RÉSUMÉ DES RÉSULTATS ET CONCLUSIONS

L’étude de l’adaptation est fondamentale pour la foresterie et la conservation des ressources génétiques forestières. Les généticiens forestiers se sont appuyés pendant longtemps sur des essais au champ (expériences de jardins communautaires) et, dans une mesure moindre, sur les marqueurs moléculaires pour étudier les modes d’adaptation dans les arbres forestiers. Les essais au champ permettent d’estimer les paramètres génétiques des caractères mesurables, mais ils ne peuvent ni fournir des informations sur des gènes particuliers ni indiquer comment nombre d’entre eux participent à l’adaptation, ni dans quelle mesure la variation phénotypique peut être expliquée par la variation génétique dans les gènes.

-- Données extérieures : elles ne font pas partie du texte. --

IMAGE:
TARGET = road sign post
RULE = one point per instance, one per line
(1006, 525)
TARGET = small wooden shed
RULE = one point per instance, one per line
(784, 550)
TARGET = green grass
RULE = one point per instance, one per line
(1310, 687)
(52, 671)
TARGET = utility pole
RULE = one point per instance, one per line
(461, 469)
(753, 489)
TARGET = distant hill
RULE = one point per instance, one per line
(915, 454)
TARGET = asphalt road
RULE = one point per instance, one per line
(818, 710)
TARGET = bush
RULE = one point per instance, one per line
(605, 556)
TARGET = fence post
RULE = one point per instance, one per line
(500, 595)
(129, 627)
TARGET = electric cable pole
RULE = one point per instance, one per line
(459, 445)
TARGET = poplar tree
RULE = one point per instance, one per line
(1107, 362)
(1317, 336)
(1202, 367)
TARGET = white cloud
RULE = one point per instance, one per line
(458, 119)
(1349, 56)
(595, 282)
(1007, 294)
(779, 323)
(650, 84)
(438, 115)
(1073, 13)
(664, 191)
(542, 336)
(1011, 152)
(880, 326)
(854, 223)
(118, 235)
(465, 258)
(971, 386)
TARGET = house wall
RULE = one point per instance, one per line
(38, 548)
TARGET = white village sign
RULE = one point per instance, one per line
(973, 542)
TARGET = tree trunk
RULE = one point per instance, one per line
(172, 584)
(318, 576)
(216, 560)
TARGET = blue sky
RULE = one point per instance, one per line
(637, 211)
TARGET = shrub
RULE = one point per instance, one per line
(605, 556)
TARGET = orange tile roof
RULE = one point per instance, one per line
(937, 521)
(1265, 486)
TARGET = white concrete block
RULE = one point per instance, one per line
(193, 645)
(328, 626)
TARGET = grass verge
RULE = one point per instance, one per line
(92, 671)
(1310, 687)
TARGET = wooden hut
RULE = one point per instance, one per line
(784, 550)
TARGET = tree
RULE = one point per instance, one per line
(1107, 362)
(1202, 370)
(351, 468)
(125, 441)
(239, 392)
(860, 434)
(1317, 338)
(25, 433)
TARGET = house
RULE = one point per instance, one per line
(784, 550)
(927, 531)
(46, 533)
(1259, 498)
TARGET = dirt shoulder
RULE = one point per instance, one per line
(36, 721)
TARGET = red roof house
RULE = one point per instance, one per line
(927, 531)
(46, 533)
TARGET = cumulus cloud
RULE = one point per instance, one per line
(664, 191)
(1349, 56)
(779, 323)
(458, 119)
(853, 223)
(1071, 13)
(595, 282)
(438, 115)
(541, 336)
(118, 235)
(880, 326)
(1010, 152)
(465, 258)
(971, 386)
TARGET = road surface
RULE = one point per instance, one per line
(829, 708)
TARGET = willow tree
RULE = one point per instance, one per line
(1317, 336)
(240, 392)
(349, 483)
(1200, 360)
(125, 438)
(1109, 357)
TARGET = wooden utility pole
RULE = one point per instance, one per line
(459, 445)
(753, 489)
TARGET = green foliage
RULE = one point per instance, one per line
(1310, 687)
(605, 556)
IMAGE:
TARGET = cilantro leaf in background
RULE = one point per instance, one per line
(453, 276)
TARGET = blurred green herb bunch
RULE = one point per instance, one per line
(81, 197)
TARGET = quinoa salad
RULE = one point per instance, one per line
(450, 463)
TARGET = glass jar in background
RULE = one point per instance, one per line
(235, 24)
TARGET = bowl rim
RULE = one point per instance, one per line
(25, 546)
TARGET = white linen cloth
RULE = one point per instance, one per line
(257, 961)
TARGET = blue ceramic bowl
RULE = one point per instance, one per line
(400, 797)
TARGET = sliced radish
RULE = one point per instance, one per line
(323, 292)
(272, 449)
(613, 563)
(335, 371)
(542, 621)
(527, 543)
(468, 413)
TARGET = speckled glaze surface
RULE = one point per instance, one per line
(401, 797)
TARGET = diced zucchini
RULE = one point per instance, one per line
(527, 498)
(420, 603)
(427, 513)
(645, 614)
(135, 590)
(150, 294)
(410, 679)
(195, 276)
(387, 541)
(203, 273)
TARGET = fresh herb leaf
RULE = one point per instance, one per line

Une autre méthode, généralement complémentaire, pour estimer la diversité génétique adaptative consiste à mesurer la variation génétique à l’aide de marqueurs moléculaires. Il existe de nombreuses techniques de marqueurs moléculaires, mais la plupart mesurent la variation génétique soit neutre soit très conservatrice de la capacité d’adaptation limitée. Il est nécessaire de mettre au point des méthodes diagnostiques rapides et informatives pour évaluer de grands nombres de gènes adaptatifs et la variation génétique pour la conservation in situ. La génomique offre de nouveaux instruments pour étudier l’adaptation chez les arbres. Les généticiens forestiers peuvent utiliser des techniques automatisées, efficaces et rapides pour identifier les séquences de l’ADN et déterminer le génotype d’un grand nombre d’individus. Ils peuvent enfin identifier les gènes responsables de l’adaptation des arbres forestiers au moyen de loci quantitatifs et de la cartographie de gènes candidats à l’aide d’une séquence EST pour des gènes adaptatifs exprimés dans le génome. Ensuite, à l’aide de technologies génotypiques modernes et d’études d’association, les généticiens peuvent déterminer la diversité allélique pour des gènes candidats dans des populations d’arbres forestiers et mesurer directement la diversité allélique adaptative pour des milliers de gènes simultanément.

Malgré des progrès remarquables, il reste beaucoup à faire pour comprendre la nature de la variation génétique qui sous-tend les phénotypes des arbres forestiers adaptatifs. Pour bien comprendre le processus, il faudrait d’abord découvrir, annoter et cataloguer tous les gènes dans le génome des arbres forestiers. Pour atteindre cet objectif, on dispose d’une méthode moderne qui consiste à déterminer la séquence de l’ADN de tout le génome et de déduire les gènes provenant de la séquence de l’ADN, bien qu’une séquence complète ne permette pas à elle seule de comprendre le contrôle génétique des caractères adaptatifs. Il faut ajouter aux problèmes qui se posent en foresterie la complexité et la grande dimension des génomes des arbres. La dimension du génome du pin (20 000-30 000 millions de paires de base), par exemple, est 6 à 8 fois plus grande que celle du génome humain (3 400 millions de paires de base), et 150 à 200 fois plus grande que le génome de l’espèce végétale modèle Arabidopsis thaliana (125 millions de paires de base). Même la dimension physique relativement petite du génome de Populus (500 millions de paires de base), qui est 40 fois plus petite que le conifère le plus étudié, Pinus taeda, et peut donc être une bonne espèce modèle d’arbre forestier, est encore environ 4 fois aussi grande que celle de Arabidopsis (bien que semblable au riz et six fois plus petite que le maïs, les deux étant presque complètement séquencés). De plus, les caractères adaptatifs sont en général très complexes, ont une hérédité quantitative et sont contrôlés par de nombreux gènes ayant chacun des effets relativement limités.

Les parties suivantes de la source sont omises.